# Supplementary Materials

**Paper Title:** Polysemous Language Gaussian Splatting via Matching-based Mask Lifting
**Method Name:** MUSplat  
**Submission ID:** 2414

***

## Overview

This document provides an index for the supplementary materials accompanying our submission. These materials are intended to support the claims made in our paper by providing the full source code for our method, **MUSplat**, and a video demonstrating its capabilities. We hope these resources will facilitate the review process by allowing for thorough verification and reproducibility of our work.

## Contents at a Glance

This supplement consists of two primary components:

1.  **`code/`**: Contains the source code, setup instructions, and scripts necessary to reproduce the experiments presented in our paper.
2.  **`Demo Video.mp4`**: A high-definition video showcasing the qualitative results and interactive capabilities of **MUSplat**.

***

## 1. `code/` — Source Code

**Purpose:**
* To provide a complete and functional implementation of the **MUSplat** paradigm for verification purposes.
* To ensure the full reproducibility of all experimental results, including main figures and ablation studies, reported in our manuscript.

**Getting Started:**
For detailed instructions on environment setup, data preparation, and commands to run the pipeline and reproduce experiments, please refer to the comprehensive **`README.md`** file located within the `code/` directory.

***

## 2. `Demo Video.mp4` — Demonstration Video

**Purpose:**
* To dynamically demonstrate the qualitative performance of **MUSplat** on the task of open-vocabulary 3D object selection.
* To supplement the static figures in the paper by showcasing the method's precision and robustness across diverse and challenging 3D scenes.

**Video Highlights:**
The video is dedicated to the open-vocabulary 3D object selection task, presenting results on two distinct benchmark datasets to showcase the method's versatility and accuracy.
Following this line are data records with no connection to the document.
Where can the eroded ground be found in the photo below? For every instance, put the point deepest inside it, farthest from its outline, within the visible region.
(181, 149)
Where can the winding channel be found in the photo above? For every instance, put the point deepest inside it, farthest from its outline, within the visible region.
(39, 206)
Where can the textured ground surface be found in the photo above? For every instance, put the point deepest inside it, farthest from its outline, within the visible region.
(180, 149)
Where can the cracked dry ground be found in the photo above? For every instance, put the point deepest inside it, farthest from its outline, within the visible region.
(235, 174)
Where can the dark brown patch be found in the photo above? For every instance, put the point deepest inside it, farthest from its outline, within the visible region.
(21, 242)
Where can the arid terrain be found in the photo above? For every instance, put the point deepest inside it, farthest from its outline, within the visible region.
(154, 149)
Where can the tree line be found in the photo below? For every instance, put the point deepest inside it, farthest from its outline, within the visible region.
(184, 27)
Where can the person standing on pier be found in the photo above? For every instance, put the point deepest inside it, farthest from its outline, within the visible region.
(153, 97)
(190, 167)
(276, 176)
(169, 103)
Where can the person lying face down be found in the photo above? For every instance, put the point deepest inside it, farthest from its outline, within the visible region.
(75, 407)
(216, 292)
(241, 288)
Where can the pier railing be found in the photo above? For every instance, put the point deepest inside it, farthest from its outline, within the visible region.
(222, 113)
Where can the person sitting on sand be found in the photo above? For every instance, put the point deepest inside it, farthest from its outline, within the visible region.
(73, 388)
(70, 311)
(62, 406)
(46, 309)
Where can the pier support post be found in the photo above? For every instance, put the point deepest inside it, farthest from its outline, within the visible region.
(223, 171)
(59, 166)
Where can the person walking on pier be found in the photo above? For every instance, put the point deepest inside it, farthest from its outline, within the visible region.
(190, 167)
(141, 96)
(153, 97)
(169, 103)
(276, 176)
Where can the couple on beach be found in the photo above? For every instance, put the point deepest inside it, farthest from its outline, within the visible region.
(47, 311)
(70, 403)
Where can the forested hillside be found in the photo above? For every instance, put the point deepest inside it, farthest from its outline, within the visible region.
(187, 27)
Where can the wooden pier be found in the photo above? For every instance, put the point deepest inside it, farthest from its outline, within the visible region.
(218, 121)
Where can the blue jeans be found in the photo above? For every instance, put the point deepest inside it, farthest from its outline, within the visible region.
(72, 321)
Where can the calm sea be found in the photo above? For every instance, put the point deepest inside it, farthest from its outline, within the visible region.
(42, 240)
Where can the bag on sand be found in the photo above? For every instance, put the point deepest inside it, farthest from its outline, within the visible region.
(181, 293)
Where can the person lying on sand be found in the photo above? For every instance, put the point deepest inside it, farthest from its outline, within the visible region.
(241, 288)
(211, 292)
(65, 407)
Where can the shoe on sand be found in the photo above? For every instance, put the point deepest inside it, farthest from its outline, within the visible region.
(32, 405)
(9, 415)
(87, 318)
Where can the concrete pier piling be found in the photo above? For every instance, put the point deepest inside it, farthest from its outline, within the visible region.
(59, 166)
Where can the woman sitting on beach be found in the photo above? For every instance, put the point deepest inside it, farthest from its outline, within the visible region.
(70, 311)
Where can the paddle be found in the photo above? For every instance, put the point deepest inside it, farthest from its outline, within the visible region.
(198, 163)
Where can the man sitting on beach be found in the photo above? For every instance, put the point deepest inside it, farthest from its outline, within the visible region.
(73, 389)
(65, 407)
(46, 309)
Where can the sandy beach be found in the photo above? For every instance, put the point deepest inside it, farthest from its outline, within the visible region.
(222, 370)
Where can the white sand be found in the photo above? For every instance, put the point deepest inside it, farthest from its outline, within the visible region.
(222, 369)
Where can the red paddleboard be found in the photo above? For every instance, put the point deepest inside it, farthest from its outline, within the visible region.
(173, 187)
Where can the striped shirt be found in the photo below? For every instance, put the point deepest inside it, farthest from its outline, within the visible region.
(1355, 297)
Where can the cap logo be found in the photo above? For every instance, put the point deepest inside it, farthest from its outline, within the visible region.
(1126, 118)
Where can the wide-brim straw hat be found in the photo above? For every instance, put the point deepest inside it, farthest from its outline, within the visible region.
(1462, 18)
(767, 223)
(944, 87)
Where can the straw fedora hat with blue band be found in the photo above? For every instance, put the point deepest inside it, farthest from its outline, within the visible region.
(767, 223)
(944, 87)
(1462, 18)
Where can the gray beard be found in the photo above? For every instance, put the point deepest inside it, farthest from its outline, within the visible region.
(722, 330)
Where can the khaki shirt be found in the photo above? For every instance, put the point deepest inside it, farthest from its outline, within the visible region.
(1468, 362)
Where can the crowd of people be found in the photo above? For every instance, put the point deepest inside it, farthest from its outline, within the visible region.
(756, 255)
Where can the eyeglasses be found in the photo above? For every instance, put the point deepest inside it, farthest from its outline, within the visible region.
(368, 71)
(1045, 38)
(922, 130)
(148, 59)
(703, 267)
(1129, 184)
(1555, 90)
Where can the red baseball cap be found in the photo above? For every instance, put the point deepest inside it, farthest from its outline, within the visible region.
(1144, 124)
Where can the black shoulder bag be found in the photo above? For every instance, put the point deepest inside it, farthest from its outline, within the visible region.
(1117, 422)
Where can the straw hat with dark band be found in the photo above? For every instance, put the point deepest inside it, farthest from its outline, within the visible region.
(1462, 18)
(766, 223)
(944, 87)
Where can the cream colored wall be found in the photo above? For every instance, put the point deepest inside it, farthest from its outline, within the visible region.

* **Performance on the LERF Dataset:**
    * Demonstrates the model's ability to interpret complex, fine-grained, and compositional language queries within visually rich, everyday scenes.
    * Includes examples of selecting specific items from a cluttered table (e.g., "chashu") and identifying small parts of larger objects (e.g., "dall-e brand"), highlighting the precision of the method.

* **Performance on the Grasp-Net Dataset:**
    * Highlights the model's robustness in highly cluttered environments where numerous objects are closely packed, adjacent, or partially occluding one another.
    * Showcases the sharp and accurate segmentation boundaries **MUSplat** achieves, effectively disambiguating between objects in these challenging configurations.

**Technical Specifications:**
* **Resolution:** 1920x1080 (1080p)
* **Duration:** 1:57
* **Codecs:** H.264 (Video), AAC (Audio)

**Playback Recommendation:**
The video is encoded in a standard MP4 format and should play correctly on all modern operating systems. For the best viewing experience, we recommend using a standard media player such as VLC, IINA, or the default players in Windows and macOS.